Summer 2023 was quite an eventful summer in and around the Arctic, with record warmth at both weather and climate timescales, record wildfire in northern Canada and heavy precipitation in some areas.
Temperatures around the Arctic for summer 2023 as a whole (Fig.1) were generally above the 1991-2020 average in most land areas except for eastern Baffin Island, Canada and small portions Chukotka (Russian far northeast) and southwest Alaska. A large portion of northwest Canada had the warmest summer of record. A prominent feature of Fig. 1 is that over most high Arctic ocean areas the summer 2023 temperatures were within 0.5° C of average. This is not an artifact of the reanalysis: temperatures over the ice pack in the high Arctic rarely deviate far from average in summer because the heat goes into melting ice and snow instead of raising the air temperature. It takes energy to change the phase of water from solid to liquid even though there is no change in temperature and is known as the latent heat of fusion.
Figure 2 plots the time series of Arctic-wide summer temperatures since 1940. For the Arctic as a whole (land and ocean poleward of 60°N), the average temperature this summer was the second highest on record: 2016 was very slightly warmer.
The trend in Arctic summer temperatures has been remarkably steady in recent years. Four of the past five summers have been warmer than any summer was prior to 2016 and 18 of the 20 warmest summers since 2000 in ERA5 reanalysis.
Precipitation
Precipitation (rain plus the liquid equivalent of snow or other frozen precipitation) often varies dramatically over relatively short distances, even when aggregated over months. The most conspicuous departures from average of summer 2023 precipitation, shown in Fig. 3, are the large comparatively large areas in Scandinavia, Greenland and Alaska with well above normal precipitation. For Greenland, helped along by a very snowy June over much of the ice sheet, this was the highest summer total precipitation in the ERA5 reanalysis, at 142 percent of 1991-2020 average.
Parts of the northwest Canada and eastern Siberia were unusually dry during the summer and this contributed to the extensive wildfire in these regions. This was especially in Northwest Territories, Canada, where 2023 has burned over 3.7 million hectares and is now the largest area burned since 1980 and forcing evacuations in a number of communities, including Yellowknife.
Greenland
For summer 2023 the average daily melt area on the Greenland ice sheet was the second highest on record, behind only 2012. For additional details of daily melt of the ice sheet see my post from late August here.
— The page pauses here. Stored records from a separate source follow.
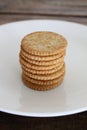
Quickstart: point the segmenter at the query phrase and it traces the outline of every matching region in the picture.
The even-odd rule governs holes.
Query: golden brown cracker
[[[65,50],[67,40],[60,34],[39,31],[28,34],[21,41],[21,49],[32,55],[49,56]]]
[[[52,73],[55,73],[56,71],[60,70],[64,65],[64,62],[61,62],[61,64],[53,69],[50,69],[50,70],[36,70],[36,69],[32,69],[32,68],[29,68],[29,67],[26,67],[25,65],[21,65],[22,66],[22,69],[24,71],[27,71],[29,73],[32,73],[32,74],[52,74]]]
[[[54,69],[56,67],[59,67],[61,65],[62,62],[55,64],[55,65],[48,65],[48,66],[44,66],[44,65],[34,65],[31,63],[26,62],[24,59],[20,58],[20,64],[26,66],[26,68],[30,68],[30,69],[34,69],[34,70],[50,70],[50,69]]]
[[[30,78],[33,78],[33,79],[37,79],[37,80],[52,80],[52,79],[55,79],[55,78],[58,78],[60,77],[64,72],[65,72],[65,65],[59,70],[59,71],[56,71],[55,73],[52,73],[52,74],[32,74],[32,73],[29,73],[25,70],[22,70],[23,73],[30,77]]]
[[[23,77],[23,75],[22,75],[22,81],[24,82],[24,84],[27,87],[29,87],[31,89],[45,91],[45,90],[50,90],[50,89],[60,86],[63,82],[63,78],[61,78],[60,80],[58,80],[57,83],[52,84],[52,85],[37,85],[37,84],[31,83],[31,82],[27,81],[26,78]]]
[[[37,80],[37,79],[30,78],[30,77],[26,76],[26,75],[23,73],[23,77],[24,77],[27,81],[29,81],[29,82],[31,82],[31,83],[34,83],[34,84],[37,84],[37,85],[52,85],[52,84],[56,84],[56,83],[58,83],[58,81],[60,81],[60,79],[64,78],[64,75],[65,75],[65,73],[63,73],[63,74],[62,74],[60,77],[58,77],[58,78],[55,78],[55,79],[52,79],[52,80],[46,80],[46,81],[44,81],[44,80]]]
[[[55,59],[55,60],[50,60],[50,61],[36,61],[36,60],[31,60],[31,59],[28,59],[28,58],[25,58],[23,55],[20,54],[20,58],[21,59],[24,59],[27,63],[31,63],[31,64],[34,64],[34,65],[43,65],[43,66],[49,66],[49,65],[54,65],[54,64],[57,64],[57,63],[60,63],[60,62],[63,62],[64,61],[64,56],[58,58],[58,59]]]
[[[20,51],[20,55],[24,58],[35,60],[35,61],[50,61],[50,60],[55,60],[58,59],[66,54],[66,50],[60,52],[59,54],[56,55],[51,55],[51,56],[36,56],[36,55],[31,55],[24,50]]]

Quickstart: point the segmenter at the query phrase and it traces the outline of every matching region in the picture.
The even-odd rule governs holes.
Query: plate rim
[[[1,27],[4,27],[4,26],[9,26],[11,24],[17,24],[17,23],[24,23],[24,22],[32,22],[32,21],[37,21],[37,22],[41,22],[41,21],[48,21],[48,22],[62,22],[62,23],[69,23],[69,24],[75,24],[77,26],[83,26],[83,27],[86,27],[87,28],[87,25],[84,25],[84,24],[81,24],[81,23],[76,23],[76,22],[72,22],[72,21],[66,21],[66,20],[51,20],[51,19],[32,19],[32,20],[21,20],[21,21],[14,21],[14,22],[9,22],[9,23],[5,23],[5,24],[1,24],[0,25],[0,28]],[[9,113],[9,114],[14,114],[14,115],[20,115],[20,116],[30,116],[30,117],[56,117],[56,116],[67,116],[67,115],[72,115],[72,114],[76,114],[76,113],[79,113],[79,112],[83,112],[83,111],[87,111],[87,107],[84,107],[84,108],[81,108],[81,109],[76,109],[76,110],[72,110],[72,111],[66,111],[66,112],[53,112],[53,113],[29,113],[29,112],[20,112],[20,111],[12,111],[12,110],[3,110],[1,107],[0,107],[0,111],[1,112],[6,112],[6,113]]]
[[[68,20],[61,20],[61,19],[26,19],[26,20],[19,20],[19,21],[12,21],[12,22],[7,22],[4,24],[0,24],[0,27],[2,26],[8,26],[10,24],[15,24],[15,23],[23,23],[23,22],[34,22],[34,21],[48,21],[48,22],[64,22],[64,23],[70,23],[70,24],[75,24],[75,25],[79,25],[79,26],[84,26],[87,27],[87,25],[82,24],[82,23],[78,23],[78,22],[73,22],[73,21],[68,21]]]
[[[87,107],[84,107],[82,109],[76,109],[76,110],[71,110],[71,111],[66,111],[66,112],[55,112],[55,113],[31,113],[31,112],[20,112],[20,111],[12,111],[12,110],[6,110],[6,109],[1,109],[1,112],[5,112],[8,114],[13,114],[13,115],[18,115],[18,116],[26,116],[26,117],[61,117],[61,116],[69,116],[69,115],[74,115],[78,113],[82,113],[87,111]]]

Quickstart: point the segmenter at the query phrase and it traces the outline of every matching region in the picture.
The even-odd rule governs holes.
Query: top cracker
[[[49,56],[65,50],[67,40],[54,32],[40,31],[26,35],[21,42],[21,49],[32,55]]]

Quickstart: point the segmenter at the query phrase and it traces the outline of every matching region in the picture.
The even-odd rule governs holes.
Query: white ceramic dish
[[[67,72],[63,84],[39,92],[21,81],[21,39],[34,31],[53,31],[68,40]],[[65,21],[29,20],[0,26],[0,111],[51,117],[87,110],[87,27]]]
There is of course year-to-year variability, but as the smoothed average shown in Fig. 4 shows, the multi-year average daily melt area has been fairly steady for about 15 years.
Figure 5 plots the daily surface mass balance for the 2022-23 snow year, which by convention for Greenland runs from September 1 to August 31. Above normal snow through most of June is evident with mass gain continuing more than two weeks after the average date when more melt is occurring than being replaced by new snow.